りょ

りょ

りょ。

もはや「OK」よりも早く返せる万能ワードとして定着していますが、この一言、仕事のチャットで使っていませんか。

もし心当たりがあるなら注意が必要です。なぜなら、「りょ」は、ビジネスシーンでは基本的に使うべきではないからです。

理由は二つあります。

「りょ」を使うべきではない理由①

まず、「りょ」をビジネスシーンでは使うべきではない理由の一つ目。それは、「りょ」は「了解しました」の短縮だからです。

ビジネスシーンでは、短縮系の言葉の使用は、基本的にはNGです。ですから、「りょ」は使うべきではないのです。

「りょ」を使うべきではない理由②

そして、もう一つの理由は、そもそも「了解しました」自体が、ビジネスでは適切でないケースが多い表現だからです。

「了解」という言葉は、本来「対等、もしくは目下に使う言葉」です。

上司から部下へ、指示する側からされる側へ、そういった関係性の中で使われる言葉です。

そのため、目上の人や取引先に対して使うと、

「あなたの言ったことは理解しました」
という、無意識に“確認する側の立場”になります。

本人にそのつもりがなくても、言葉の構造上、どうしても上から目線に聞こえてしまいます。

これが「了解しました」がビジネスで避けられる本質的な理由です。

正しい日本語

では、「りょ」「りょうかいしました」を使わずに、何と言えばいいのでしょうか。

無難で安全なのは「承知しました」です。

「承知」には、相手の意向を受け入れる、従う、というへりくだったニュアンスがあります。

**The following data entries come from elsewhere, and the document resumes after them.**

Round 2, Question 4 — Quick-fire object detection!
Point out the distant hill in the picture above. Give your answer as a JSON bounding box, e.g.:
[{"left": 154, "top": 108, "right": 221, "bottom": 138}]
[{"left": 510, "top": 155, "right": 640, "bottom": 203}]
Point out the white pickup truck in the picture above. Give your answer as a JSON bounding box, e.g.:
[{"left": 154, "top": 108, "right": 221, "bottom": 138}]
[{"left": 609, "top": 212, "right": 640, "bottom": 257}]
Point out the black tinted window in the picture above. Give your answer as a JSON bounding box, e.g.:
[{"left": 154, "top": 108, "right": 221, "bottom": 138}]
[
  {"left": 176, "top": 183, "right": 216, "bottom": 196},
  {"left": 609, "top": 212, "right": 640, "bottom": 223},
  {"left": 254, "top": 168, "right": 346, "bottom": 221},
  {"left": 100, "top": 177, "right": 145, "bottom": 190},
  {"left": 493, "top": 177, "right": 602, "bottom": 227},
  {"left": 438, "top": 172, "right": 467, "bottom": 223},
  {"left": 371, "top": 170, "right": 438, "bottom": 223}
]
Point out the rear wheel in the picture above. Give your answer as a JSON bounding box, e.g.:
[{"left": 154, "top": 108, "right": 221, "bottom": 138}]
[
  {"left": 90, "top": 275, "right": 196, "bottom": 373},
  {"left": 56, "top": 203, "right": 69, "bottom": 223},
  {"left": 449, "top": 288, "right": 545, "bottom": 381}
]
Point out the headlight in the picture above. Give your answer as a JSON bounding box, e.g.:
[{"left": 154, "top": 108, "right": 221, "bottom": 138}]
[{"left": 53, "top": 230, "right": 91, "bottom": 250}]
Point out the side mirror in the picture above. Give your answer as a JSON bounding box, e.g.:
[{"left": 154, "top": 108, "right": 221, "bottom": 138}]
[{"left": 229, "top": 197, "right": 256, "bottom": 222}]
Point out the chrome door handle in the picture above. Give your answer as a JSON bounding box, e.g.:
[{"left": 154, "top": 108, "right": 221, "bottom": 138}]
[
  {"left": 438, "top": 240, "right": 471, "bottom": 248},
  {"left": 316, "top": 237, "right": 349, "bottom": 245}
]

そのため、上司にも、取引先にも、顧客にも、どの立場に対しても使えます。

そして、さらに丁寧にするなら「かしこまりました」です。

これは接客業や秘書業務などで使われる、最も敬意の高い受け答えです。

まとめ

まとめると、こういう構造になります。

「りょ」
→ 了解しましたの省略形
→ その「了解しました」がそもそも対等語
→ ビジネスでは立場がズレる
→ 信頼を静かに削る

マナーとは、言葉遣いの細かさではありません。人間関係を壊さないための設計です。

「りょ」は楽な言葉です。しかし楽な言葉ほど、相手との距離感を雑にします。